Molybdenum Disulphide used as Boundary Lubrication

Molybdenum disulphide is a solid lubricant comes under the classification of an inorganic compound, its chemical formula is MoS2. Where ‘Mo’ stands for Molybdenum and S2 for disulphide. The molecular weight of molybdenum disulphide is about 160.07 g/mol, density is 5.06 g/ cm3, melts at the temperature 1185oC where it starts decomposing, Generally available in black coloured powder. Molybdenum disulphide has a sandwich-like structure in which a layer of Mo atoms lies between two layers of sulphur atoms, which has the crystal structure in the form of hexagonal.

In nature, it exists in the form of molybdenite mineral ore. Molybdenum disulphide possesses a very low coefficient of friction and is stable in air up to 400oC and do not react with dilute acids. Its fine powder is spread on the surfaces sliding at high velocities, it fills up low spots in metal surface leading to smooth film formation. It can also be used along with solvents and in greases.

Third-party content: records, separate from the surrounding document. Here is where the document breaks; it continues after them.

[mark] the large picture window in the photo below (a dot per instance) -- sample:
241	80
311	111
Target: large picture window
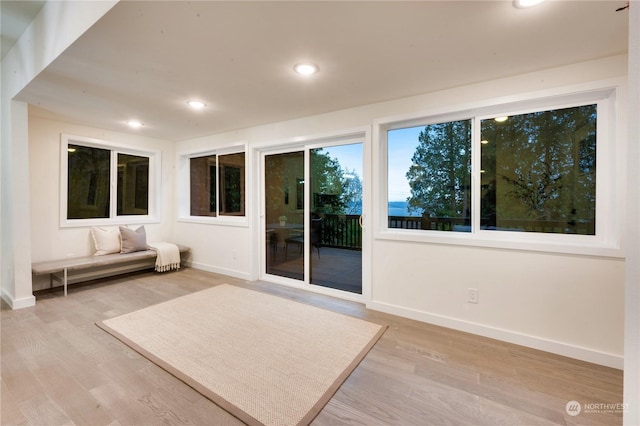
431	189
542	169
104	182
538	171
217	185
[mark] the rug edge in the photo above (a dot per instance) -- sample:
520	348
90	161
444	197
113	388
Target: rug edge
184	378
337	383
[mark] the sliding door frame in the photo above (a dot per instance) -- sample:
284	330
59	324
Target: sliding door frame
306	144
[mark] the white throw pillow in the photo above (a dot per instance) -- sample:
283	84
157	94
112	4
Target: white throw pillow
133	241
106	241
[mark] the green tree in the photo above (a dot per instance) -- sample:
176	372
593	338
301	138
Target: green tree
542	165
440	174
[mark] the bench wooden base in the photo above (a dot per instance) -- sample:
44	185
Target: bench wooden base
61	269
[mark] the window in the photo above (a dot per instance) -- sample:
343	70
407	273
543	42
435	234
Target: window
104	182
217	185
539	171
431	189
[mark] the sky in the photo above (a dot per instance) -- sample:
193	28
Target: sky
402	144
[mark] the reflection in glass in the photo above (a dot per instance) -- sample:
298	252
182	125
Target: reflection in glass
284	216
335	235
133	185
232	184
88	172
539	172
203	185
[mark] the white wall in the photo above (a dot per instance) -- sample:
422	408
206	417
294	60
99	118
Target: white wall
568	304
48	239
632	287
57	25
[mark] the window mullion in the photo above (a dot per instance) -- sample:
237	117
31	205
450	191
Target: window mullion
476	165
113	195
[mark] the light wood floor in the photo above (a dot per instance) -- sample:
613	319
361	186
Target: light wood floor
58	368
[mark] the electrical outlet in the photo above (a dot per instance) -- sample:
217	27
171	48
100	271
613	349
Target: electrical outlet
472	295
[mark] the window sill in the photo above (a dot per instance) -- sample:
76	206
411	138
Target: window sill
216	220
574	244
120	220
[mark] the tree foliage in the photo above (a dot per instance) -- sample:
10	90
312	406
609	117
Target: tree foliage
543	166
440	174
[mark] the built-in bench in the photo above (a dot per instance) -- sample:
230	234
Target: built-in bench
61	270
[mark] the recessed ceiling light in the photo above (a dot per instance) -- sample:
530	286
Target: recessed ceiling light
306	69
523	4
196	104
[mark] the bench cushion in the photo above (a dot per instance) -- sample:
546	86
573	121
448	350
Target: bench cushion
84	262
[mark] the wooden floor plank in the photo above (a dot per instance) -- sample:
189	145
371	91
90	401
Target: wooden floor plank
59	368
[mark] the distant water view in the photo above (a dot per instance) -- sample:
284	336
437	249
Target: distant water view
400	208
396	208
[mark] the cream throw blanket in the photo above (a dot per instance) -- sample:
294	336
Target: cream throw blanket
168	257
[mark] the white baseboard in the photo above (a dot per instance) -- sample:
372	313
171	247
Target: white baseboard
23	302
560	348
223	271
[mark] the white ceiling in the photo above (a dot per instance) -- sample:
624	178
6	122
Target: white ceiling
145	59
15	16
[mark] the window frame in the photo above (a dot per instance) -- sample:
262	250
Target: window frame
184	185
154	183
605	242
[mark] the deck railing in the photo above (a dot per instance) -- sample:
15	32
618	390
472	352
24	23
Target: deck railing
343	231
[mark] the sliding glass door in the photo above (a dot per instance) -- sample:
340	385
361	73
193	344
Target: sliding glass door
313	208
284	214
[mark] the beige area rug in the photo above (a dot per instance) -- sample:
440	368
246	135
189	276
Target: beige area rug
265	359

Besides the more important graphite and molybdenum disulphide, other substance like soapstone, talc, mica etc., are also used as solid lubricants. Molybdenum disulphide containing lubricant comes under the class of boundary lubrication type which can be used for a situation where the pressure and loads are high and the surface of contact metal is not well polished. For heavy vehicles and sports vehicles, the bearings should observe heavy thrust and load due to a sudden stop and start operations. To lubricate such bearings molybdenum disulphide mixed lubricant is preferred. Molybdenum disulphide treated solid lubricants packings are generally used in the mechanical seal, to prevent the leak between the moving and rotating surface. Molybdenum Disulphide used as boundary lubrication can withstand pressure and temperature for moderate levels of operations.

Nanofluid technology enhanced the process of making molybdenum disulphide nanoparticles.

It is done by the method called wet chemical synthesis. A chemical reaction between ammonium sulphide and ammonium molybdate in liquid phase produce molybdenum disulphide nanocrystals and ammonia gas.